# Fischsterben



## golix (24. Apr. 2012)

Hallo zusammen,

ich habe seit einigen Tagen ein "schleichendes" Fischsterben in meinem Teich. Mein Teich hat ein Volumen von knapp 4.000 Litern und besteht seit nunmehr knapp 5 Jahren und ist mit Goldfischen "normal" besetzt. 

Seit knapp 2-3 Wochen habe ich nun ein überdurchschnittliches Fischsterben. Zuerst sind die Fische seh+r träge und schwimmen kaum noch. Dann liegen sie auf der Seíte, aber noch deutlich unter der Wasseroberfläche. Einige Tage später liegen sie dann reglos auf der Seite an der Wasseroberfläche. Wenn man sie anstubst, dann versuchen sie wegzuschwimmen und bewegen sich noch. Wieder einige Tage sind sie dann tot. Dieser Ablauf dauert mehrere Tage.

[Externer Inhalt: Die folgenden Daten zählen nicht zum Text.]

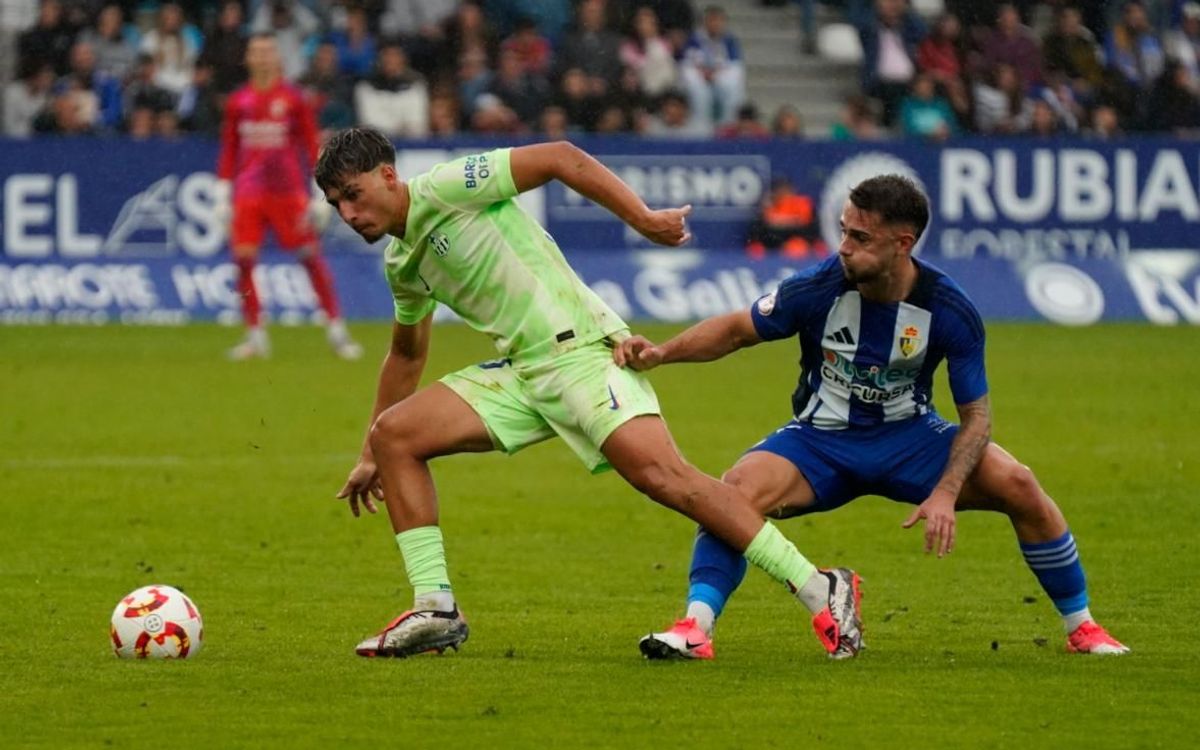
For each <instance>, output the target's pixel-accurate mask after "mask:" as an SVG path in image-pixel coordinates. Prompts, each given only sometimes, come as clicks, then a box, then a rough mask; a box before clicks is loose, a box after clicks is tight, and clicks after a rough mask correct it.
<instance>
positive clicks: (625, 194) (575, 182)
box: [509, 140, 691, 247]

ich habe mit einem Tetra Test das teichwasser mit folgendem Ergebnis getestet:

ph: 8
KH: 3
GH: >10
NO2: 0
NO3: 0 

Wenn ich der Anleitung glauben schenken darf, dann sind die Werte noch innerhalb des normalen. Aber warum zeigen denn einzelen Fische solch ein Verhalten und sterben dann?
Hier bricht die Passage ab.